In a further optimization of the technical solution, the method for partitioning the web page in step 3 comprises: the webpage blocking technology is based on a DOM tree structure of an HTML framework webpage, a path from a root node to a leaf node represents all webpage blocks containing the existing content of a monitoring position, and the webpage blocks are marked in the webpage; dividing the webpage blocks into longitudinal blocks and transverse blocks according to the number of XPath returned in the step 2; when the XPath number is just 1, only one determined position is shown, and only longitudinal partitioning is needed; when the number of XPath is more than 1, it is necessary to perform transverse blocking first and then perform longitudinal blocking.
In a further optimization of the technical solution, the step 4 specifically includes:
step 4.1, returning XPath as empty, and inputting again;
step 4.2, the returned XPath number is 1, the webpage is presented in blocks according to the step 3, the user inputs numbers representing different webpage blocks according to requirements, and the webpage blocks needing to be monitored are fed back;
and 4.3, the returned XPath number is larger than 1, the first interaction is presented in a transverse block mode, the second interaction is presented in a longitudinal block mode, and the user selects the accurate monitoring position.
In the further optimization of the technical scheme, the step 3 specifically comprises the following steps: according to the existing content of the monitoring position, according to the webpage structure, the range containing the content of the monitoring position is divided in the webpage in a longitudinal blocking mode and a transverse blocking mode, and the range is marked with different colors.
Different from the prior art, the beneficial results of the technical scheme are as follows:
the invention can meet the requirements of the user on information (news, notice and other contents) monitoring and acquisition based on the actual requirements of the user.
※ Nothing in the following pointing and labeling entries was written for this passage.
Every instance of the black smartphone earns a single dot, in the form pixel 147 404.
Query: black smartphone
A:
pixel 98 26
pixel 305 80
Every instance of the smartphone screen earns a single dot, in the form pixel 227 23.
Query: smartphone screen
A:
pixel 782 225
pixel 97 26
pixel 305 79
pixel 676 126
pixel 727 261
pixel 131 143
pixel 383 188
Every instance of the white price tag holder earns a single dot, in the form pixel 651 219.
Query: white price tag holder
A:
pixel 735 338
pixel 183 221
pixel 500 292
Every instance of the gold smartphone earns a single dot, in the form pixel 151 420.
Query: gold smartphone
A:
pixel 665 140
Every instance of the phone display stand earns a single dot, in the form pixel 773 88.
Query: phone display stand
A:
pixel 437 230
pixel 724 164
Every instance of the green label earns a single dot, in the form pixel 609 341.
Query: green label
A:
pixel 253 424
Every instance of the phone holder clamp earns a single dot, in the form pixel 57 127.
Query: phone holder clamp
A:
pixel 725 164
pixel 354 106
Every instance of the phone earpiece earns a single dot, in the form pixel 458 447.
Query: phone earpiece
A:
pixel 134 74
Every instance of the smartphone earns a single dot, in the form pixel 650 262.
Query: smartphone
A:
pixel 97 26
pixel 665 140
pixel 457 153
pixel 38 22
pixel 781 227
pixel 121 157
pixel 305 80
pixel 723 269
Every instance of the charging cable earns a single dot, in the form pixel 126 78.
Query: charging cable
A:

The invention realizes the blocking of the webpage based on the tree structure of the webpage, and realizes the accurate positioning of the user requirement by showing in a visual way and in a man-machine interaction way.
Compared with the method based on the attribute value, the method has higher universality and is suitable for all web pages based on HTML. In addition, the method can realize effective information monitoring by combining with a crawler scheme, and meanwhile, a problem feedback module for the webpage can accurately determine the position of the problem, so that manpower and material resources are saved. Meanwhile, the invention is very user-friendly, does not need a tutorial when getting rid of the computer professional terms, and has concise and understandable human-computer interaction process.
Drawings
FIG. 1 is a flow chart of a crawler target location method based on XPath;
FIG. 2 is a simplified web page partition and DOM tree structure diagram;
FIG. 3 is a simplified diagram of a transverse block;
FIG. 4 is a first schematic view of a page;
FIG. 5 is a second schematic page view;
fig. 6 is a third schematic page diagram.
Detailed Description
To explain technical contents, structural features, and objects and effects of the technical solutions in detail, the following detailed description is given with reference to the accompanying drawings in conjunction with the embodiments.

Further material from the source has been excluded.